BREE WATCHED FROM THE observation booth as Frances Duchaine entered the interrogation room with Katrina French, her young attorney. Wearing a widow-black pantsuit and dark sunglasses, Duchaine folded herself into a chair across the table from Detectives Salazar and Thompson.

Her attorney said, “We’re here as a courtesy, Detectives.”

Salazar was having none of it. “Did you want your client to come in under a subpoena? Or in handcuffs?”

French stiffened. “I’m saying that Ms. Duchaine is here to help in any way she can. She’s devastated and horrified by what happened.”

A tear trickled from under the fashion designer’s glasses and dribbled down her cheek.

“No doubt,” Thompson said. “And if your client won’t mind taking off the shades?”
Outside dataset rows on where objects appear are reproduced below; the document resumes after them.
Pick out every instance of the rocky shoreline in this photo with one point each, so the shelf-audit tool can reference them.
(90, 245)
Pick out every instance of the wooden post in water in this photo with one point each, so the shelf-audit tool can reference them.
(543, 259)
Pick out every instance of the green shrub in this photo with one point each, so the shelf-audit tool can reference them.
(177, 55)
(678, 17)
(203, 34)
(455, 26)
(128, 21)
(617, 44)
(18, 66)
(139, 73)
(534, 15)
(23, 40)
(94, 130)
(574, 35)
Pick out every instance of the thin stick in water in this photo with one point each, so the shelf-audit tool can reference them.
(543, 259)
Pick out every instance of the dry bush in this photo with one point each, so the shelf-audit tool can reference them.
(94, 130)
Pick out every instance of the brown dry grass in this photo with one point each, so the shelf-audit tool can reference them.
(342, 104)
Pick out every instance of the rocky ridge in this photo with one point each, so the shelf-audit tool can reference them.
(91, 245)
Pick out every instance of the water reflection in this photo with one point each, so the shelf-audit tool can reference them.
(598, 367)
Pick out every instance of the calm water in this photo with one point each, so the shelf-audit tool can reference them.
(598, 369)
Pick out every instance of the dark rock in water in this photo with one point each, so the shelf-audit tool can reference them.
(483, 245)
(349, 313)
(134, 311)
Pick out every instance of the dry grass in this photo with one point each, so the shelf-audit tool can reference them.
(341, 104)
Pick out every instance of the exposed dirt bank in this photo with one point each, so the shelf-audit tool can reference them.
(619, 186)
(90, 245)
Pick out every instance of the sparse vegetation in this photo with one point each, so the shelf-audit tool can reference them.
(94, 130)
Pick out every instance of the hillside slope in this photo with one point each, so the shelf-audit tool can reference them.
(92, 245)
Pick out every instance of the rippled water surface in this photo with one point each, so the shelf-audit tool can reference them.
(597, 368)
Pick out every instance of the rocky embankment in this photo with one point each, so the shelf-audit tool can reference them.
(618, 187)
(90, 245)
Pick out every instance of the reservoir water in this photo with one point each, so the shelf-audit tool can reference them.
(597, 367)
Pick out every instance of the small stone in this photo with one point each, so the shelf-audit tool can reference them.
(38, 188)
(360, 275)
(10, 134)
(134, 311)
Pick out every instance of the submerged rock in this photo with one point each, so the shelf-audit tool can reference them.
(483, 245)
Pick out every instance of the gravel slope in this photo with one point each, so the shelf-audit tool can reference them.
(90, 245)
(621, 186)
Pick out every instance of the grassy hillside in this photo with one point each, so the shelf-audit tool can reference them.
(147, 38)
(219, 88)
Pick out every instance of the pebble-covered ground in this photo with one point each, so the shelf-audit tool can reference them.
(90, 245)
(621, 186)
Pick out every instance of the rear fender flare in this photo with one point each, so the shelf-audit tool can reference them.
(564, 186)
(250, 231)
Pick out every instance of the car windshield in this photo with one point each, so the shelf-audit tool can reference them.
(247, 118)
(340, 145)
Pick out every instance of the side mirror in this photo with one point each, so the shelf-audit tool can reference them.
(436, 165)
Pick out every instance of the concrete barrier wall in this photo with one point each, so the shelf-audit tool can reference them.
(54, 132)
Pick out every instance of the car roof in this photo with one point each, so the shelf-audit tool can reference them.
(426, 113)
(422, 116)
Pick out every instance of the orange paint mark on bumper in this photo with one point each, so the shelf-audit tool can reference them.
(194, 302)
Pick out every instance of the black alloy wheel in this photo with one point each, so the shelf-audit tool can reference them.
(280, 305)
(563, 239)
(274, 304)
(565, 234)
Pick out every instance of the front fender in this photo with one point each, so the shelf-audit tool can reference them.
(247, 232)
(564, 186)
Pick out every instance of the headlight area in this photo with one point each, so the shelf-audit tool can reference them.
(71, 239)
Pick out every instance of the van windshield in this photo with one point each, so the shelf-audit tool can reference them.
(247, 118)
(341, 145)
Though she appeared to be grieving, Duchaine had not lost her flair for the dramatic; she tore off the glasses and said in a hoarse voice, “What can you tell me? Did Paula suffer? Ari? Were they afraid before they passed?”

Salazar said, “Ms. Watkins was shot at close range between the eyes in the dark. I don’t even think she felt fear before she died. Mr. Bernstein may have been frightened, but I do not believe he suffered.”

Duchaine’s lower lip trembled and more tears ran. Her attorney handed her a tissue, and she dabbed at her swollen eyes.

“Who would do such a thing to them?” she whispered. “And why?”

Detective Thompson said, “Who? We think they were professional killers. And why? We were hoping you could help us with that.”

The fashion icon’s lips drew back as she gazed wide-eyed at her hands, as if trying to see through them into some unknowable universe. “I have been asking myself why since I heard,” she said quietly. “I can’t come up with one good answer.”

Salazar said, “Why weren’t you at the party, Ms. Duchaine?”

Sounding bewildered, she said, “Can you imagine if I’d gone?”

“Why didn’t you?”

Frances Duchaine shifted uncomfortably. “I’d rather not say.”

“That won’t work. This is an investigation into a mass murder, Ms. Duchaine. Why weren’t you there?”

Duchaine’s jaw tightened and she glanced at French, who nodded.

“I had hosted a large fundraiser at my estate in Greenwich and I was tired. But it was more than that. I … I was recently diagnosed with Crohn’s disease and I was having a flare-up all yesterday afternoon.”

In the observation booth, Bree studied the fashion icon, who seemed embarrassed. She glanced at the only other two people in the booth: Blaine Roy, chief of detectives for NYPD, and Ellen Larkin, Salazar’s supervising lieutenant.

“My sister has it,” Lieutenant Larkin said. “Times you can’t drag her off the pot.”

Chief Roy’s nostrils flared. He asked Bree what she thought.

“Plausible but convenient,” Bree said.

In the interrogation room, Salazar said, “We’d love to talk to the doc who diagnosed you.”

“Dr. Leeann Webb at Lenox Hill,” Duchaine said without hesitation. “I called her yesterday around five. She gave me a new prescription. I have it all documented.”

“We’d like to see those documents,” Salazar said. “Crohn’s disease. That’s brought on by stress, right?”